Take a look at the job score. Your Lookup stage generates a "composite operator" (two operators called LUT_CreateOp and LUT_ProcessOp). The first of these loads data from your table into a virtual Data Set and builds an index on it. The second actually performs the lookups, via the index, into the virtual Data Set.

shiva459 · Post by **shiva459** » Fri Feb 08, 2008 4:56 am

I understand that if i use the database for a lookup it creates virtual dataset.My problem is I am doing this lookup many times and almost in all the jobs.So is it good to use the database everytime?

Thanks

shiva459 · Post by **shiva459** » Fri Feb 08, 2008 4:57 am

I understand that if i use the database for a lookup it creates virtual dataset.My problem is I am doing this lookup many times and almost in all the jobs.So is it good to use the database everytime?

Thanks

ArndW · Post by **ArndW** » Fri Feb 08, 2008 5:01 am

If you use the same SELECT for the lookup several times then it is best to perform the database lookup once to a dataset or lookup and then use that for the 2nd and further lookups.
The point of the previous posts is that a "sparse" lookup into a table is to be avoided unless absolutely necessary.

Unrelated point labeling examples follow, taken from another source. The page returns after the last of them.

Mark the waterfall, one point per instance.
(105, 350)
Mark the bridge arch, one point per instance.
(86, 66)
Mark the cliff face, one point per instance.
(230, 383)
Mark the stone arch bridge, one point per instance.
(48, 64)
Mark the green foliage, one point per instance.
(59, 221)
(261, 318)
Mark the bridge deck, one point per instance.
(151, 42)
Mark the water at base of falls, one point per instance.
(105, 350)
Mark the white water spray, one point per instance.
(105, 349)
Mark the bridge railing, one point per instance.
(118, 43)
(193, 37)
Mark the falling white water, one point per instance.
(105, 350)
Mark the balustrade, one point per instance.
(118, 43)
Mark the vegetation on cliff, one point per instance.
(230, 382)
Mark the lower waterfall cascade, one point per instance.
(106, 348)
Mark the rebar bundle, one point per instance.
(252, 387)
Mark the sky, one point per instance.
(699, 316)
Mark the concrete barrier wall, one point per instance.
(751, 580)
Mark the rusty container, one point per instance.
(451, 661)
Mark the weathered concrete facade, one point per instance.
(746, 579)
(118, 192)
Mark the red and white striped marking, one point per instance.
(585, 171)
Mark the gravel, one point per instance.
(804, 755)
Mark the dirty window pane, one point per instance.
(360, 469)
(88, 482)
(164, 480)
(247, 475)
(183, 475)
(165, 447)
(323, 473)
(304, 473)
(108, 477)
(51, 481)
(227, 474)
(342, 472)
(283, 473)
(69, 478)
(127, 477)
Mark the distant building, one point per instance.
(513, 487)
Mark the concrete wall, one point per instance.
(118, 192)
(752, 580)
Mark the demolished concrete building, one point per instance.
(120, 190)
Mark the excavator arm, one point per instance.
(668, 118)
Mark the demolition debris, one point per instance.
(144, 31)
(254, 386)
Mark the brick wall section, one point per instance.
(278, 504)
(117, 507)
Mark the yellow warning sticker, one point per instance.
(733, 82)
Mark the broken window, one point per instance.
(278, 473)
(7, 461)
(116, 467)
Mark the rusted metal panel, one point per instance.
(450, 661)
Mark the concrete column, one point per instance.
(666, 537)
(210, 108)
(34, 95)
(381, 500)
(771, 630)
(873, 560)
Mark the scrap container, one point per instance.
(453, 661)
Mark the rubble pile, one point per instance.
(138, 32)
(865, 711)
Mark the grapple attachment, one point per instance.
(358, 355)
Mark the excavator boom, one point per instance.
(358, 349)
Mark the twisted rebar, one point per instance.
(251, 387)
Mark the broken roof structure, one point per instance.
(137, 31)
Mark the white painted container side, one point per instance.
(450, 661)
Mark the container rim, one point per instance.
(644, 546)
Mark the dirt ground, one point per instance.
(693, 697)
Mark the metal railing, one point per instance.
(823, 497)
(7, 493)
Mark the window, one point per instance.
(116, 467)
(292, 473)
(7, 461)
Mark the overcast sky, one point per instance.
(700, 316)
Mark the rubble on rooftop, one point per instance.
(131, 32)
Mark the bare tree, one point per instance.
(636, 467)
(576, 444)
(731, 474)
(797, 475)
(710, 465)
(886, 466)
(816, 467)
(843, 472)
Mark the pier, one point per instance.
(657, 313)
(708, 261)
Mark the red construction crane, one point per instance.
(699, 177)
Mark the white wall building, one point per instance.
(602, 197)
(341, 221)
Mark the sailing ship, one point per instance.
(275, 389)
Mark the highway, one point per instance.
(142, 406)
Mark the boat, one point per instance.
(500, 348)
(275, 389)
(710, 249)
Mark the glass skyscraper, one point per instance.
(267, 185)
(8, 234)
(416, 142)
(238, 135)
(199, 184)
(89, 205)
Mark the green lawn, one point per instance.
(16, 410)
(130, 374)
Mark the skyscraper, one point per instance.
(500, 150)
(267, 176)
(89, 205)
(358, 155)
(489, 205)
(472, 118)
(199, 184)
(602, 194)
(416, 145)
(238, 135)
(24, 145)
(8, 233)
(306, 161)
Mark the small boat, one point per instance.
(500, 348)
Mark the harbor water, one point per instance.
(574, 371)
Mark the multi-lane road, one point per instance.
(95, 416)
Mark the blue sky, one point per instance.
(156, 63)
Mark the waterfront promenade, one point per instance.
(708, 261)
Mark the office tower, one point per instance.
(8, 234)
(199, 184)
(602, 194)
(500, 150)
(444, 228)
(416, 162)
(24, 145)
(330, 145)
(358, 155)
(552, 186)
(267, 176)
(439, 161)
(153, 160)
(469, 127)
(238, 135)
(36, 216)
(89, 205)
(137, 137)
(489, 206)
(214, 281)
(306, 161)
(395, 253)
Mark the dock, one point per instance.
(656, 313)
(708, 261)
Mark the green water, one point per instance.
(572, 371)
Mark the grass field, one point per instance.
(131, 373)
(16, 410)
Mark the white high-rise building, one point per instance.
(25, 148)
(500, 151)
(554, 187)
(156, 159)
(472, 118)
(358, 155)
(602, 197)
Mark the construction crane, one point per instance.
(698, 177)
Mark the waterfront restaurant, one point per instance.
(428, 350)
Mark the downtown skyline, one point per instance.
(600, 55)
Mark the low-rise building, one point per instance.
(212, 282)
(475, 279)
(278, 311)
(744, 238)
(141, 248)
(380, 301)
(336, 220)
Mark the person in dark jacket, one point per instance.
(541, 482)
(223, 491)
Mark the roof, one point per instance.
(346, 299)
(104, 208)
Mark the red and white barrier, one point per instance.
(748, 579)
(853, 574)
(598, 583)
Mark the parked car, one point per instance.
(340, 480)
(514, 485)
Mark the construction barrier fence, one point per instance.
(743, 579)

shiva459 · Post by **shiva459** » Fri Feb 08, 2008 5:12 am

Thanks a lot ArndW and Ray for helping me in this.
I will go ahead and design my job lin this way.

Thanks
Shiva

DSDexter · Post by **DSDexter** » Sat Feb 09, 2008 1:13 am

ArndW wrote:If you use the same SELECT for the lookup several times then it is best to perform the database lookup once to a dataset or lookup and then use that for the 2nd and further lookups.
The point of the ...

Why not load database into lookupfileset instead of dataset

According to my understanding lookup fileset will give you that additional throughput as compared to a dataset

ArndW · Post by **ArndW** » Sat Feb 09, 2008 3:35 am

The performance benefits that I've seen with lookup filesets isn't very significant, but lookup filesets have the drawback of not letting you view the data using any tool and need to have the keys that are going to be used hardcoded. I have used Datasets for development in the past and then, once all checking has been completed, converted them to lookup filesets.

ray.wurlod · Post by **ray.wurlod** » Mon Feb 11, 2008 10:27 pm

The main benefit of using a Lookup File Set is that the index is built when the Lookup File Set is created, and stored within its structure, rather than having to be built "on the fly" by the LUT_CreateOp operator.